Partendo da queste basi quindi il Tau è diventato nella cultura cristiana sia come segno di protezione divina e redenzione, sia come segno della profezia dell’ultimo giorno e si è diffuso probabilmente prima ancora del crocefisso, come testimoniano per esempio i graffiti nelle catacombe romane. La parziale sovrapposizione che è effettivamente avvenuta nella cultura cristiana tra il Tau e la Croce non ha quindi giustificazione simbolica, o meglio di significato, ma è stata in parte avvallata nella consuetudine per buona approssimazione grafica del segno.
Per questo motivi non vi è in realtà assolutamente nulla di strano nel fatto che per San Francesco questo simbolo occupasse un posto così rilevante a tal punto da apporlo quasi come una sua firma, come si può notare molto bene per esempio nella “Benedizione a Frate Leone”. <Con tale sigillo, san Francesco si firmava ogniqualvolta o per necessità o per spirito di carità, inviava qualche sua lettera> [FF 980], <Con esso dava inizio alle sue azioni> [FF 1347].
Dalla “Legenda Maior” di San Bonaventura da Bagnoregio apprendiamo con più certezza il significato di questi simboli per San Francesco: <Ci spinge ad abbracciare, con fede e pietà, questa convinzione il fatto che egli ebbe dal cielo la missione di chiamare gli uomini a piangere, a lamentarsi, a radersi la testa e a cingere il sacco, e di imprimere, col segno della croce penitenziale e con un abito fatto in forma di croce, il Tau, sulla fronte di coloro che gemono e piangono. Ma ci conferma, poi, in essa, con la sua verità incontestabile, la testimonianza di quel sigillo che lo rese simile al Dio vivente, cioè a Cristo crocifisso. Sigillo che fu impresso nel suo corpo non dall’opera della natura o dall’abilità di un artefice, ma piuttosto dalla potenza meravigliosa dello Spirito del Dio vivo>.

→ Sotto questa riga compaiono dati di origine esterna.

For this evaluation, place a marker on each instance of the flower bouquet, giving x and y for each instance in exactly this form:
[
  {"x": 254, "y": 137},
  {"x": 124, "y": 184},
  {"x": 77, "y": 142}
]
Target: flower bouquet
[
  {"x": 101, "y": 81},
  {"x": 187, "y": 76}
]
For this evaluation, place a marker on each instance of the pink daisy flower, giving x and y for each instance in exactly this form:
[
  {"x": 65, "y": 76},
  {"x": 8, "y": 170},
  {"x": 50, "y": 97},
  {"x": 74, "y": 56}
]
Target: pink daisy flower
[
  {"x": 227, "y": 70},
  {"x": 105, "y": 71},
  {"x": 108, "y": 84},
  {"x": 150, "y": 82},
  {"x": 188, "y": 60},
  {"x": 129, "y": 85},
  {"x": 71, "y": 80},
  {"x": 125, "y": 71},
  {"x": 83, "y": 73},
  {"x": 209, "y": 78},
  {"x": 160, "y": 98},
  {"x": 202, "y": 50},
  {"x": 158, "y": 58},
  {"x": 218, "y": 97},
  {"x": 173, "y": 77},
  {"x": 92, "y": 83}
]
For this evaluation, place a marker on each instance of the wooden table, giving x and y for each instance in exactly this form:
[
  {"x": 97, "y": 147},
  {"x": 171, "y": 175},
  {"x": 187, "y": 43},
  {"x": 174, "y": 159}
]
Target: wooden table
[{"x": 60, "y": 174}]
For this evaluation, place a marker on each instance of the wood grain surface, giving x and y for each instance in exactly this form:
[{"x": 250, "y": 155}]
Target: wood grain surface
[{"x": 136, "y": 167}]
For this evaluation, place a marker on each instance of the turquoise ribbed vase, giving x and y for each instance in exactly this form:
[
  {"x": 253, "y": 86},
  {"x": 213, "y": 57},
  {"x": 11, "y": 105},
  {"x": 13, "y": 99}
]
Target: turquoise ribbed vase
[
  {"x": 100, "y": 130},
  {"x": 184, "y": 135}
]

Nonostante quindi la sovrapposizione tra Tau e Croce fosse ormai giustificabile (e ora data per scontata dagli attuali francescani) in quanto parte della cultura cristiana, per San Francesco al contrario rimaneva comunque una distinzione tra questi due simboli. Il Tau infatti era posto sulla fronte dei bisognosi e rappresentava semplicemente un’invocazione della protezione divina, ma non è mai stata oggetto di venerazione come il crocifisso. La Croce invece rappresentava più profondamente la piena accettazione della volontà di Dio e il vivere in estrema penitenza prendendo come esempio la vita di Gesù Cristo. In definitiva anche in questo caso ogni speculazione esoterica in merito a San Francesco rimane totalmente destituita da ogni fondamento.